As for myself, I’ve been using the term “adoption reform” for so long, over 30 years, and it’s only within the past few years that I’ve come to realize it isn’t adoption reform that’s needed. What’s needed is the end to adoption. What’s needed is a soul-searching of the inhuman practice of permanently separating parents and their children and permanently and needlessly separating sibling groups. When the realization hits those who are a part of this horrific chain of separators, they will certainly have a gut-wrenching remorse for what they’ve done. I have seen it. A slow realization for some, and for others, it hits like a ton of bricks. Once the correct words are spoken so as to change the focus of their agency-speak, then those in power experience an awakening and they are changed. And once those regular people who insist on telling me their opinions on adoption, as if those opinions carry more weight than my 57 years of life experience and my research for 39 years, once these people hear my words from the point of view of being the victim of adoption, then I see a change: one person at a time.
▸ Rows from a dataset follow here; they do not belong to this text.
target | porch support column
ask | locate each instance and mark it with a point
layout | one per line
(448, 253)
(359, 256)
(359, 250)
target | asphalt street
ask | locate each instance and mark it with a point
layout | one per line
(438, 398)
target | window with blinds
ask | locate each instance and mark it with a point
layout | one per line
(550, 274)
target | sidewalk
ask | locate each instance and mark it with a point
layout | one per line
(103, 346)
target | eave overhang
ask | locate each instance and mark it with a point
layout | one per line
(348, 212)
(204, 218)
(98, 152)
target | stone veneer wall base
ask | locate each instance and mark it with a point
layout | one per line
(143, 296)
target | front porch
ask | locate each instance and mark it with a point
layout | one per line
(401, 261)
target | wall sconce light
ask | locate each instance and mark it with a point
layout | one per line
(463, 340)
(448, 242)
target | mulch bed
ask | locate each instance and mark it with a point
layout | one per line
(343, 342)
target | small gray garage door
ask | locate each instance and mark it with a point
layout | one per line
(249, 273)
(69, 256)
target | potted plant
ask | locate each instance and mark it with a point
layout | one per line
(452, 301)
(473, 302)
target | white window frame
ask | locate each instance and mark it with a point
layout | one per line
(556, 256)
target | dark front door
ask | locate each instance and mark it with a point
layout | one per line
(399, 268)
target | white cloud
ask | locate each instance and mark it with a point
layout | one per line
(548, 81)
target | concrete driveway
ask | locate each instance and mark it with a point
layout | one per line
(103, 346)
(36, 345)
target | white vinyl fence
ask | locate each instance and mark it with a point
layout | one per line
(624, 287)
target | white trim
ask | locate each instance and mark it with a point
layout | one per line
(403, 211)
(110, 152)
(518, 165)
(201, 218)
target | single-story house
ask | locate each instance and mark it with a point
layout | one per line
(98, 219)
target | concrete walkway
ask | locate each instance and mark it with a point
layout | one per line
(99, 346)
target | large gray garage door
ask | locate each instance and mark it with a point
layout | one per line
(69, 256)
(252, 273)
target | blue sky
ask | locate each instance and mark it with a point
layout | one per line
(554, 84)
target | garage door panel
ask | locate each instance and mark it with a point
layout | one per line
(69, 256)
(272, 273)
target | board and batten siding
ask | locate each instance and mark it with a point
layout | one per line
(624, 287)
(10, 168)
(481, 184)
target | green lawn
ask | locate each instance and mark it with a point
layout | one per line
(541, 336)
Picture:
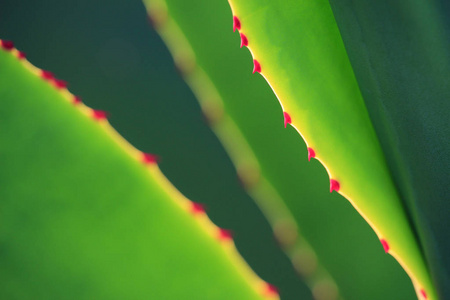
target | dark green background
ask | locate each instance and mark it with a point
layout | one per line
(113, 59)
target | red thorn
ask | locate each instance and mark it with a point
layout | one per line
(99, 115)
(256, 66)
(311, 153)
(21, 55)
(287, 119)
(59, 84)
(7, 45)
(272, 290)
(148, 158)
(244, 40)
(47, 75)
(225, 235)
(76, 100)
(197, 208)
(236, 24)
(334, 185)
(385, 245)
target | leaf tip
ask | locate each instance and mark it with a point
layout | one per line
(256, 66)
(311, 153)
(236, 24)
(197, 208)
(225, 234)
(385, 245)
(7, 45)
(287, 119)
(271, 290)
(334, 185)
(244, 40)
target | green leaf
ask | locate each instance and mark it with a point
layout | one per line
(271, 160)
(400, 53)
(83, 217)
(300, 53)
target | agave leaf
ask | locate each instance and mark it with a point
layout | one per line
(87, 216)
(297, 47)
(244, 114)
(400, 52)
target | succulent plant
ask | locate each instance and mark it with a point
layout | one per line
(93, 217)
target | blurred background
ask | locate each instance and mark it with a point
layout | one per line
(112, 58)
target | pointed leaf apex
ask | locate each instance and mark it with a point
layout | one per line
(271, 290)
(225, 234)
(197, 208)
(21, 55)
(256, 66)
(334, 185)
(311, 153)
(385, 245)
(236, 24)
(7, 45)
(60, 84)
(244, 40)
(76, 100)
(47, 75)
(287, 119)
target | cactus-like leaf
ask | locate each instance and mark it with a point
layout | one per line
(298, 49)
(404, 75)
(84, 215)
(265, 155)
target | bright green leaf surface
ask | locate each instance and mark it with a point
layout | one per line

This soul-searching realization then turns into the awareness that family preservation, kinship care, guardianship and adoption prevention must then become priorities.
Beyond that, I’ve achieved one-on-one change by telling ordinary people the facts of adoption that go beyond the destruction of a family to create the “loving option of adoption”. I tell them that every single adoptee in America suffers the confiscation of their birth certificate by the State Government via the Court Judge controlling the adoption and that the Judge then initiates orders to place that birth certificate under protective seal, and then the Judge orders the Registrar of Vital Statistics to create a new, amended birth certificate that replaces the names of the parents of birth with the names of the new adoptive parents as if they gave birth to the child and that child now has a new name on this new birth certificate.
People are stunned. They ask, “They do this? Still?”
I say, “Yes.”
They ask, “Why?
I answer, “Because that’s the way it’s been done since 1930 in America and States aren’t too eager to let adoptees have their true birth certificates. For the States that do ‘allow’ adoptees this ‘privilege’, there are conditions and restrictions because illegitimate bastards aren’t worthy to own the truth of their shameful births. But I’m not illegitimate, yet, I am bound by this archaic law that wipes out all adoptees’ births as if they never happened. And for the two States that never sealed adoptees birth certificates – Kansas and Alaska – those states have been, and still are, falsifying adoptees new birth certificates.”
People then ask me, “I never heard of this. In this day and age, why does anyone care about illegitimacy? Every child is precious.”
I say, “Of course every child is precious, but if you are born to unmarried parents, then the law says you aren’t worthy. And every other way a child becomes adopted – me, a half orphan, full orphans, and step-parent adoptees and foster care adoptees – we all are bound by the law of shame and secrecy. Of course you haven’t heard of this. The government and adoption agencies don’t want you to know. No one is stopping the continued falsification of birth certificates when a child is adopted. It’s all big business. All of it. Adoption agencies and social workers and adoption attorneys and court staff and court judges get paid. And the Registrars of Vital Statistics get paid to seal away a child’s birth rights and then commit fraud and perjury for the sake of doing their jobs.”
People then ask me, “I never realized the scope of this. So what can be done?”
I answer, “Just stop it. Demand that these barbaric practices cease. The whole process of permanently separating families needlessly must end, and, unethical confiscation and sealing of an infant or child’s birth certificate must end, as well as the unethical and fraudulent practice of lying on government documents must end. Now you know what really happens in adoption. People can achieve the same goal – of giving a child who actually needs a home – by promoting family preservation, kinship care and guardianship instead of adoption. You are hearing it from an adoptee. Word of mouth. Go spread the word. You now know the truth and now you must decide: will you join us in the legislative fight to change these barbaric, but legal, atrocities? I can provide you with information on how to stop this.”
People need to know and are stunned to hear the facts. Change is happening.
Daniel Ibn Zayd is right. People on the ground, in the community, talking about the realities of adoption – this is making a difference in my home city, one person at a time.
But we in New York State, and America as a whole, are so far behind the accomplishments of Australia. I, too, as Von points out, may not live long enough to see the drastic changes in public opinion and public policy that are needed. I sure as hell am giving it my all while I am here!